Wäre es aus Ihrer Sicht sinnvoll, mehr über verschiedene Beziehungsmodelle aufzuklären?

Wir müssen unterschiedliche Familienmodelle besprechen können. Und das nicht erst ab der weiterführenden Schule, sondern ab der Kita und Grundschule. Themen, die zum Beispiel geschlechtliche sexuelle Vielfalt aufgreifen, tauchen nur bei ungefähr einem Drittel der Befragten auf. Wenn Lehrkräfte früh lernen, dass sie für das Thema zuständig sind, können sie schauen, wie sie es in ihre Lehre einbetten. Das kann zum Beispiel auch im Mathematikunterricht passieren. Da könnten Lehrkräfte über Alan Turing sprechen.
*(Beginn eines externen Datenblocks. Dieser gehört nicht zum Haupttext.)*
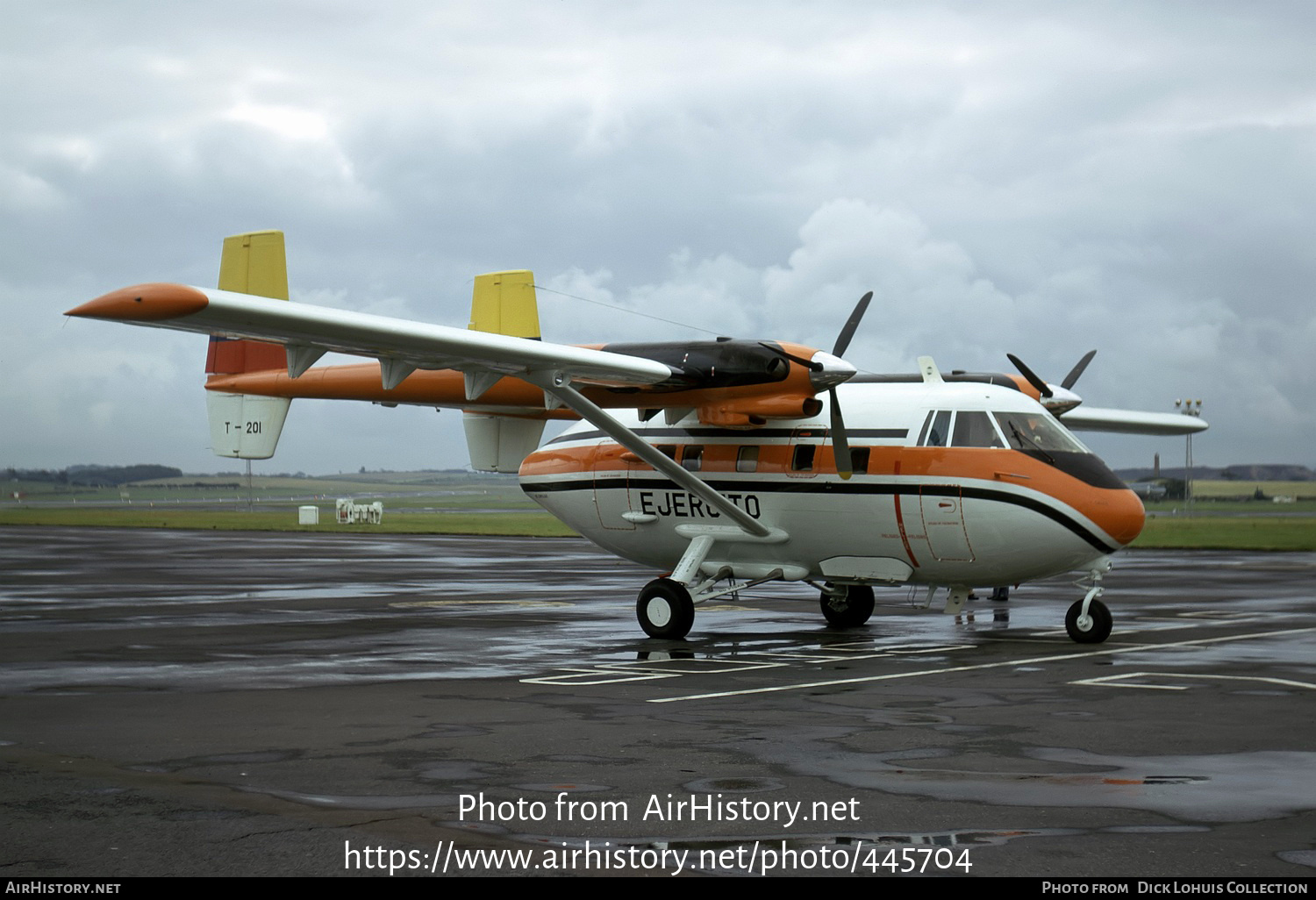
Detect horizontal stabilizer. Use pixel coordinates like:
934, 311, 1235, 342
68, 284, 674, 387
1061, 405, 1207, 434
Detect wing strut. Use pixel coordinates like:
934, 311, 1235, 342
521, 371, 773, 537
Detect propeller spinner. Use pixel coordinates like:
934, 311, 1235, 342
1005, 350, 1097, 418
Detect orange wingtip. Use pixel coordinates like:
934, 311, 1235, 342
65, 283, 210, 323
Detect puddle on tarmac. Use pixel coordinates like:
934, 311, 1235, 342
792, 747, 1316, 823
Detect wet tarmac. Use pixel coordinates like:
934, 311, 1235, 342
0, 528, 1316, 878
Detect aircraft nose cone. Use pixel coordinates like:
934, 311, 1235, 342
1103, 491, 1147, 547
810, 350, 858, 391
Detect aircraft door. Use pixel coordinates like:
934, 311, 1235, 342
919, 484, 974, 562
590, 445, 640, 532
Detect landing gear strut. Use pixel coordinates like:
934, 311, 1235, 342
1065, 560, 1113, 644
819, 584, 874, 628
636, 578, 695, 639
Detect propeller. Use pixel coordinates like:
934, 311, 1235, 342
1005, 353, 1055, 397
1005, 350, 1097, 416
1061, 350, 1097, 391
828, 291, 873, 481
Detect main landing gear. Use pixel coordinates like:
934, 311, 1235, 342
819, 583, 874, 628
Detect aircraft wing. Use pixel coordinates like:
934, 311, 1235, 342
1061, 405, 1207, 434
66, 284, 674, 389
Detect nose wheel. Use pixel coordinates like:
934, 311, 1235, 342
819, 584, 874, 628
1065, 600, 1115, 644
636, 578, 695, 639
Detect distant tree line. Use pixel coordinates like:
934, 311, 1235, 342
5, 463, 183, 487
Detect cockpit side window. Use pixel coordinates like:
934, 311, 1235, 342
919, 410, 950, 447
992, 412, 1091, 453
681, 444, 704, 473
952, 411, 1005, 447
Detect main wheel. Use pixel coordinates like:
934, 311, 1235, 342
636, 578, 695, 639
1065, 600, 1113, 644
819, 584, 874, 628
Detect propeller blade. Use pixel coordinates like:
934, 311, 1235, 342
828, 389, 855, 481
1005, 352, 1053, 397
1061, 350, 1097, 391
832, 291, 873, 357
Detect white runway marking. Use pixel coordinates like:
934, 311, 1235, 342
1070, 673, 1316, 691
649, 628, 1316, 703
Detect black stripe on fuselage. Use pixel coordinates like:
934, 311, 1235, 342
521, 476, 1120, 553
545, 426, 910, 446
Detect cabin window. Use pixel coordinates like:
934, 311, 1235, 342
681, 444, 704, 473
919, 410, 950, 447
791, 444, 819, 473
952, 412, 1005, 447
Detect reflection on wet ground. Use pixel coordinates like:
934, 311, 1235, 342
0, 529, 1316, 875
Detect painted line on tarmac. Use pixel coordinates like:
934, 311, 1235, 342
649, 628, 1316, 703
1070, 673, 1316, 691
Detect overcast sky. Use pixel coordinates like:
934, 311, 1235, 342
0, 0, 1316, 474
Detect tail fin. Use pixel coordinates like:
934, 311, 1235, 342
205, 232, 289, 375
468, 268, 540, 341
205, 232, 292, 460
462, 270, 544, 473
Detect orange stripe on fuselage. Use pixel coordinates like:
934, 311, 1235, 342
521, 433, 1144, 545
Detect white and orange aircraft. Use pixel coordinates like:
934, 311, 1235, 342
68, 232, 1207, 644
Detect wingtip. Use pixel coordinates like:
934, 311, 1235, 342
65, 283, 210, 323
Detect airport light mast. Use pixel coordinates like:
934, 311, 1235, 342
1174, 400, 1202, 516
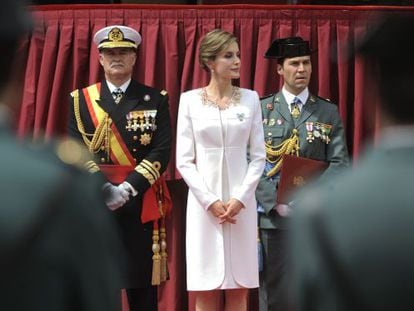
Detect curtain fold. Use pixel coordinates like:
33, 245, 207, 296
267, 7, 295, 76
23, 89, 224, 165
16, 5, 414, 311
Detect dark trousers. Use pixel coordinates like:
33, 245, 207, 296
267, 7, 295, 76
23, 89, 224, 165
259, 229, 289, 311
126, 286, 158, 311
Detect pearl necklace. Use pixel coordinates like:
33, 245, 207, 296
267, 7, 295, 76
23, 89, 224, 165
200, 86, 241, 110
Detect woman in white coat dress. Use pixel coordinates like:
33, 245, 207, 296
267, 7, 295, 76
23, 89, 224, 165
177, 29, 265, 311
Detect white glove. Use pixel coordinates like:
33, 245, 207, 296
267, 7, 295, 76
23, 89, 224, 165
275, 204, 292, 217
102, 183, 129, 211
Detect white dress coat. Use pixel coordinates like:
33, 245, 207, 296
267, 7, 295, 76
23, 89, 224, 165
176, 89, 265, 290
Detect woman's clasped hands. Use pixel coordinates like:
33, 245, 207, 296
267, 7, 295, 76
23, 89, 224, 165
208, 199, 244, 224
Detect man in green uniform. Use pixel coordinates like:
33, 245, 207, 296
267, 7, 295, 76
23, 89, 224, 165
256, 37, 349, 311
290, 13, 414, 311
0, 0, 120, 311
68, 25, 171, 311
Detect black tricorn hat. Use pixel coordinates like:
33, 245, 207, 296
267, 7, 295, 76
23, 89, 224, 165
265, 37, 312, 58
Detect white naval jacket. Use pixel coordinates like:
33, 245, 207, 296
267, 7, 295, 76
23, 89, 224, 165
176, 89, 265, 290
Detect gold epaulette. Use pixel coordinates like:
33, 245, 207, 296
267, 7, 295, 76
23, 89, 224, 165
265, 129, 299, 177
70, 89, 112, 154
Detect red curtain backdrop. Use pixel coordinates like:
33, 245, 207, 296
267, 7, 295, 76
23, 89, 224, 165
16, 5, 414, 311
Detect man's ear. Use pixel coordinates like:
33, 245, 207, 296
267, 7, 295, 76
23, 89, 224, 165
99, 53, 103, 66
277, 64, 283, 75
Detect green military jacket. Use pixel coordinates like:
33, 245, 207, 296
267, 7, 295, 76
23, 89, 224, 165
256, 92, 349, 229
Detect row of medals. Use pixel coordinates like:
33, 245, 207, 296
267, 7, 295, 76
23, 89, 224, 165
125, 110, 157, 132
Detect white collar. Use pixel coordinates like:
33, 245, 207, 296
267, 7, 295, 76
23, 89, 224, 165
106, 79, 131, 93
282, 87, 309, 105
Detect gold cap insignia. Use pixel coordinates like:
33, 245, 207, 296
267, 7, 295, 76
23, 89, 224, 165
108, 27, 124, 42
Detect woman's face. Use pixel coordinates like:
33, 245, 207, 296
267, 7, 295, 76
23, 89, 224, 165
208, 42, 240, 79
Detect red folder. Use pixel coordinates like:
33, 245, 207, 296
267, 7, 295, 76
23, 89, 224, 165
277, 154, 329, 204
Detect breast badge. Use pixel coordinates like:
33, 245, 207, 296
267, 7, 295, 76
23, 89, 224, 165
306, 122, 332, 144
139, 133, 151, 146
125, 110, 157, 132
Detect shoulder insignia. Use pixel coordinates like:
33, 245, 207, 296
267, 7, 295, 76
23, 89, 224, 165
260, 94, 275, 100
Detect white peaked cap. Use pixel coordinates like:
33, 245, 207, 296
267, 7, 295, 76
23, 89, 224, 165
93, 25, 142, 49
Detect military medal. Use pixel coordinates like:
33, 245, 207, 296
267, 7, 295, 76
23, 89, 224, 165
266, 132, 273, 145
321, 124, 332, 144
306, 122, 315, 143
139, 133, 151, 146
291, 104, 300, 119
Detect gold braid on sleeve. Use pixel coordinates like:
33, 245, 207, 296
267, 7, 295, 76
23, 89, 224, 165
72, 90, 112, 155
265, 129, 299, 177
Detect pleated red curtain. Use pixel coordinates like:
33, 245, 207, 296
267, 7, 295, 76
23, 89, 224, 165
16, 5, 414, 310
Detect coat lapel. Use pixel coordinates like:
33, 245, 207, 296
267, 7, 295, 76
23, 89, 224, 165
96, 80, 116, 115
296, 94, 317, 127
273, 92, 292, 123
111, 80, 143, 124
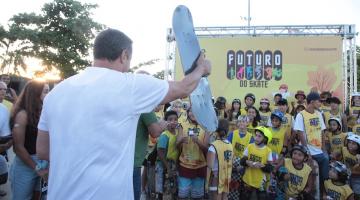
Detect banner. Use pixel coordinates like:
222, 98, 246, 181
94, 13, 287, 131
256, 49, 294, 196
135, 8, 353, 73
175, 36, 343, 105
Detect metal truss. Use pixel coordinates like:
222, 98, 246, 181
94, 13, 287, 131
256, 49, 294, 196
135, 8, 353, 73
165, 24, 357, 106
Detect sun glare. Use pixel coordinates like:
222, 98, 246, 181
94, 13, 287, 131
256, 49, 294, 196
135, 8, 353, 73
19, 58, 61, 81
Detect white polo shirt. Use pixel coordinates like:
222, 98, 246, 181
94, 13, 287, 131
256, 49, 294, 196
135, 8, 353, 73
38, 67, 169, 200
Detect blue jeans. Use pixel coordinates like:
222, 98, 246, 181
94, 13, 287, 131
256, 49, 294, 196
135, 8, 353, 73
10, 155, 40, 200
133, 167, 141, 200
312, 153, 329, 184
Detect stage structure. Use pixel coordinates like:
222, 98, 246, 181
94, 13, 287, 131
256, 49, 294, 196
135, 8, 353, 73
165, 25, 357, 106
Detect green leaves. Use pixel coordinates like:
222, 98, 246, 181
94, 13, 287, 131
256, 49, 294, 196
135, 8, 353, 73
0, 0, 104, 78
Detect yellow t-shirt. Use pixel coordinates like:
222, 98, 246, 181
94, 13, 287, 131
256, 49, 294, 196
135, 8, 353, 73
259, 111, 271, 126
240, 108, 247, 115
319, 104, 331, 113
2, 99, 13, 113
281, 113, 293, 133
349, 106, 360, 118
300, 110, 322, 149
267, 127, 286, 155
179, 122, 206, 169
289, 101, 306, 112
324, 180, 353, 200
326, 131, 347, 153
162, 130, 179, 162
231, 130, 252, 158
243, 144, 271, 190
218, 109, 226, 119
208, 140, 233, 194
342, 147, 357, 169
323, 111, 342, 128
284, 158, 311, 199
178, 112, 188, 126
247, 123, 257, 137
269, 103, 279, 111
352, 124, 360, 135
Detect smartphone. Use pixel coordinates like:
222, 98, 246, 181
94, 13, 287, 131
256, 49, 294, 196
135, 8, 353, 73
0, 135, 12, 144
188, 129, 194, 136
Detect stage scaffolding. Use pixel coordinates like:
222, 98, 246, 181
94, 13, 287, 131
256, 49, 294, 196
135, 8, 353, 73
165, 24, 357, 104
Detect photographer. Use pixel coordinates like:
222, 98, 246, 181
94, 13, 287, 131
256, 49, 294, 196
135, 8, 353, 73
176, 109, 210, 199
Er war ein britischer Mathematiker, der den Verschlüsselungscode der Nazis entschlüsselt hatte. Er wurde wegen seiner Homosexualität in Großbritannien gefoltert. Tatsächlich finden sich in unterschiedlichen Themen Ansprechmöglichkeiten. Um zum Beispiel in einer Matheaufgabe Intersektionalität oder Diversität herauszustellen, können zwei lesbische türkeistämmige Frauen vorkommen, die Informatikerinnen oder auch „Hackerinnen“ sind. Für die Soziale Arbeit gibt es zu Vielfalt klare Vorgaben: Durch das Sozialgesetzbuch VIII ist festgehalten, dass auch Benachteiligungen – und die Gleichberechtigung – von transidenten, intergeschlechtlichen und geschlechtlich non-binären Personen zu berücksichtigen sind. Dasselbe gilt für unterschiedliche Familienformen.

Wieso ist es für Kinder und Jugendliche so wichtig, über diese Thematiken früh aufzuklären?

Ein wichtiger Aspekt ist, dass die Kinder sich so schön finden, wie sie sind. Das bedeutet, dass sie einen guten Zugang zu ihrem Körper entwickeln, diesen akzeptieren und damit umgehen können. Wir brauchen eine Möglichkeit, dass auch Kinder, die nicht den stereotypen Normvorstellungen entsprechen, akzeptiert werden. Wenn wir uns aus einer sexualwissenschaftlichen Perspektive die psychosexuelle Entwicklung anschauen, dann wird eine Geschlechtsidentität zwischen dem zweiten und vierten Lebensjahr herausgebildet. Die Kinder wissen teilweise sehr genau, wann sie sich wie verorten. Darauf muss man eingehen. Da muss man vom Kind aus denken und Möglichkeiten zur Selbstbestimmung umsetzen.